Because no anterior gaps were produced during en-masse retraction, as is typically the case with two-step retraction therapy, the patient experienced better esthetics during the procedure and the treatment took less time overall. There is less room for the tongue when the anterior teeth are retracted. The anterior teeth may relapse as a result of these modifications. Therefore, following the retention period, a re-examination of these patients is required to assess the stable placements of both hard and soft structures.
Conclusion
Bimaxillary protrusion is frequently reported in the Asian population. All four first premolars are extracted as part of a traditional orthodontic treatment plan, and the anterior portions are then retracted to lessen dental and soft tissue protrusion.
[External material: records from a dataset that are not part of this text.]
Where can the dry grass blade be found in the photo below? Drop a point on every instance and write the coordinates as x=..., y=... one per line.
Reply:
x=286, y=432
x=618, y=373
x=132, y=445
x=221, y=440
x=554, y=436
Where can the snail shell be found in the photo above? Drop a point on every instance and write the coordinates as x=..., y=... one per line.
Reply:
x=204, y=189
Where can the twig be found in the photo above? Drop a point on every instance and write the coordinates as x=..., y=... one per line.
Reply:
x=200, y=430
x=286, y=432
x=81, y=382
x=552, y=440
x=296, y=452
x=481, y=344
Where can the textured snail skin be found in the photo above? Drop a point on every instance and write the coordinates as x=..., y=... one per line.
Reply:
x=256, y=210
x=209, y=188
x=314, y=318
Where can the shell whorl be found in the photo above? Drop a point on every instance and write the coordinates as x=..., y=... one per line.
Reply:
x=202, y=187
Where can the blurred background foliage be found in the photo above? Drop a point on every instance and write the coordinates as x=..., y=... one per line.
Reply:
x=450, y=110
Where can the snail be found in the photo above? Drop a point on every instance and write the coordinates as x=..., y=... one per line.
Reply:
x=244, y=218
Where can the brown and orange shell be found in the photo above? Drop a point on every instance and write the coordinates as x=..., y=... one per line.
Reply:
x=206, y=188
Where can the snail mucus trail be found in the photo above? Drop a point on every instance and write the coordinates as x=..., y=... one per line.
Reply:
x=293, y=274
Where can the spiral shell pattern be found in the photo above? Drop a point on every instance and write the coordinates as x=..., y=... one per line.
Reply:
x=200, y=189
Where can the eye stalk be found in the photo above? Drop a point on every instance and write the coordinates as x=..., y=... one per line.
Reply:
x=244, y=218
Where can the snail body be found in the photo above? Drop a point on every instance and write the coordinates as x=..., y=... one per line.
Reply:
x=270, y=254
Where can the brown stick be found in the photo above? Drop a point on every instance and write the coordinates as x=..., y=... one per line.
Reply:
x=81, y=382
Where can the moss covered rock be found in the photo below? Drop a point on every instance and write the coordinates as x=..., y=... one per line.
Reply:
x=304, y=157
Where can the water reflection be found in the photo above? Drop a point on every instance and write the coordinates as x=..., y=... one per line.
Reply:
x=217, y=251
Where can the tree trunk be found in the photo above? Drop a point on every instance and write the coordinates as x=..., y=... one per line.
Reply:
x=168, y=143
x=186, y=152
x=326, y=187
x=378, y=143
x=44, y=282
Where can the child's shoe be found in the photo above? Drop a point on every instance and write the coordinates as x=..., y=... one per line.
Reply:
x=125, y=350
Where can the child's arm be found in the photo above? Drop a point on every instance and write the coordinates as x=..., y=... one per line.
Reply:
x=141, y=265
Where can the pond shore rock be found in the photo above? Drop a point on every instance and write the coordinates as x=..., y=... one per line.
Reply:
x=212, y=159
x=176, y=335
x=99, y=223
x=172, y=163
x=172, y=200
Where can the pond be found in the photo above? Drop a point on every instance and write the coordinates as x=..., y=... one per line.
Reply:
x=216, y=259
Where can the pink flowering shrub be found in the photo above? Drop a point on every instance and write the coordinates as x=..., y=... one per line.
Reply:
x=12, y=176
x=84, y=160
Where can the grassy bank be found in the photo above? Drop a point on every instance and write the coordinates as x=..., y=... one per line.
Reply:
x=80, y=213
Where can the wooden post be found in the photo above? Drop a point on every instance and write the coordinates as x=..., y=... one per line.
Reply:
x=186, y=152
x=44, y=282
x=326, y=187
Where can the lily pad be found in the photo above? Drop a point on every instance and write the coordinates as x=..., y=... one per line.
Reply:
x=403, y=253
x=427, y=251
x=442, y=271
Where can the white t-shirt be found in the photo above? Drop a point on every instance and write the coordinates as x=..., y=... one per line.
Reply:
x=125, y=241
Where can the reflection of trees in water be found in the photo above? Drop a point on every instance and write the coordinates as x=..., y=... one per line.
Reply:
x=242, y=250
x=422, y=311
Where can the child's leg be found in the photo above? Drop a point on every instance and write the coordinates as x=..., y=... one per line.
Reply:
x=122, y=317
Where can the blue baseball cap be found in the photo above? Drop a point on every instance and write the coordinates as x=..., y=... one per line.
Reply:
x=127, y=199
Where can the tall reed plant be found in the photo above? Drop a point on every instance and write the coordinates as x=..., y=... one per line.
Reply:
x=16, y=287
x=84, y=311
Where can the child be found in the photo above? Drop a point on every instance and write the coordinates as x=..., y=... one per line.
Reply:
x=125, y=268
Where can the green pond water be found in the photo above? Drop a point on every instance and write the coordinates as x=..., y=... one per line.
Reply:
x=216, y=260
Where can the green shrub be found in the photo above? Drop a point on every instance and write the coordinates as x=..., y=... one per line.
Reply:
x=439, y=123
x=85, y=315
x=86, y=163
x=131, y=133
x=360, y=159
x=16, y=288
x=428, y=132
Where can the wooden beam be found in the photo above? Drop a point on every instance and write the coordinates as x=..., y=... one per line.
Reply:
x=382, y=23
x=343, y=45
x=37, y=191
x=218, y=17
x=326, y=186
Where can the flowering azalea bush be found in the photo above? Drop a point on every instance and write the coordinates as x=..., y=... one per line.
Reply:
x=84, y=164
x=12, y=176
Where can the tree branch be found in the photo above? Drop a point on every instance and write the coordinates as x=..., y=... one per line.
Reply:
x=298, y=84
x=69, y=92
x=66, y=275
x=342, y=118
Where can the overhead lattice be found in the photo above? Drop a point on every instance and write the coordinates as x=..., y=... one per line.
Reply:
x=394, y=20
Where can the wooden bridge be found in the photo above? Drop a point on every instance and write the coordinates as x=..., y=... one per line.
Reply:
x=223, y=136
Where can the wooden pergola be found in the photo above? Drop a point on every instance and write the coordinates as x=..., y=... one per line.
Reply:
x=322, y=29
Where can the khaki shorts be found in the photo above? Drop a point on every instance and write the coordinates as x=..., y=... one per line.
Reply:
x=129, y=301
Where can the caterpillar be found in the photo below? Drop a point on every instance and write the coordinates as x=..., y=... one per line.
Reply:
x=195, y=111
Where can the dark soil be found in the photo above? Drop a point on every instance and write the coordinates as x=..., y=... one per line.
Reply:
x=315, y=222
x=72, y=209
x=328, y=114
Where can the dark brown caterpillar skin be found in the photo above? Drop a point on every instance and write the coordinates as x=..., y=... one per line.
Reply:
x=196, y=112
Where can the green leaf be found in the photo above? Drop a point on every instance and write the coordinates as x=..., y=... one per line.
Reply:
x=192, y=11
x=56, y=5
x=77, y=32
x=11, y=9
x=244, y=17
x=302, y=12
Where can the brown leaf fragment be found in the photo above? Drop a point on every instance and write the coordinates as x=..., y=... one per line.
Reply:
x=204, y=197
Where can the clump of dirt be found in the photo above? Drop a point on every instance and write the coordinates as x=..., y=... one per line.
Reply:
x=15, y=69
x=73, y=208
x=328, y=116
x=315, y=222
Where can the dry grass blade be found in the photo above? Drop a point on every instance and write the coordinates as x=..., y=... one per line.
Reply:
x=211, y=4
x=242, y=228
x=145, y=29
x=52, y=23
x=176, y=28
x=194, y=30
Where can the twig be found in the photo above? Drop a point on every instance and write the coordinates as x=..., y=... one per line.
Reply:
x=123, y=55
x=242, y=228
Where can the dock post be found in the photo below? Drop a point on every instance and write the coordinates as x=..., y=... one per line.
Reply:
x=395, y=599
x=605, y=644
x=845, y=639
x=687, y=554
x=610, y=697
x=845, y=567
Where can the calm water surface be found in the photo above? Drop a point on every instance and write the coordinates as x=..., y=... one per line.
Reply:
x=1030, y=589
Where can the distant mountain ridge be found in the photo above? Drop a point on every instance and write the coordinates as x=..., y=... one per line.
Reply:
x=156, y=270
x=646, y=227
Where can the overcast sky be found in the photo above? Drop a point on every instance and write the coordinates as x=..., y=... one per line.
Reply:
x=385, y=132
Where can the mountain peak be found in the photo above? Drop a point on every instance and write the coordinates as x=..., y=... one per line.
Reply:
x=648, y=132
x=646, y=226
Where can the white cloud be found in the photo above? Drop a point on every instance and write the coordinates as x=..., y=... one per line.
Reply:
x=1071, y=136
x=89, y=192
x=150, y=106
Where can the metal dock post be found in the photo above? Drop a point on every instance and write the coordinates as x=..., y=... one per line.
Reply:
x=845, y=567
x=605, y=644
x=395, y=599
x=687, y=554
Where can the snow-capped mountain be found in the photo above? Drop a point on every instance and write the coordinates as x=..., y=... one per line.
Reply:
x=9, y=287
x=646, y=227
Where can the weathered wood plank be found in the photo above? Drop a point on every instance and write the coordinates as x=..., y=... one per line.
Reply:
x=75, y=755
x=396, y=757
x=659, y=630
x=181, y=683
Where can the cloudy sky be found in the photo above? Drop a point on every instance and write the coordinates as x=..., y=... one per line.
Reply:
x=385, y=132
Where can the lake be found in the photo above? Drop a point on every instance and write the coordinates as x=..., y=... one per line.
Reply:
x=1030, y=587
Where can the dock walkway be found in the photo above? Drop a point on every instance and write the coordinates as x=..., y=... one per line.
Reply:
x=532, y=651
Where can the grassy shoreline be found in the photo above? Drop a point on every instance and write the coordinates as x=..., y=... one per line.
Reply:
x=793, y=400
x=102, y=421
In the presented case, a positive soft tissue response was obtained after the fixed appliance therapy. The patient's profile improved, showing reduced mentalis strain, less lip eversion and protrusion, and less lip procumbency. Because the mandibular and maxillary incisors were up-righted following retraction and space closure, the interincisal angulation greatly improved dentally. When employing continuous loop archwires for en-masse retraction in sliding mechanotherapy, torque management of the incisor’s during retraction is crucial since it demands precise loop location and bending to obtain the appropriate moment.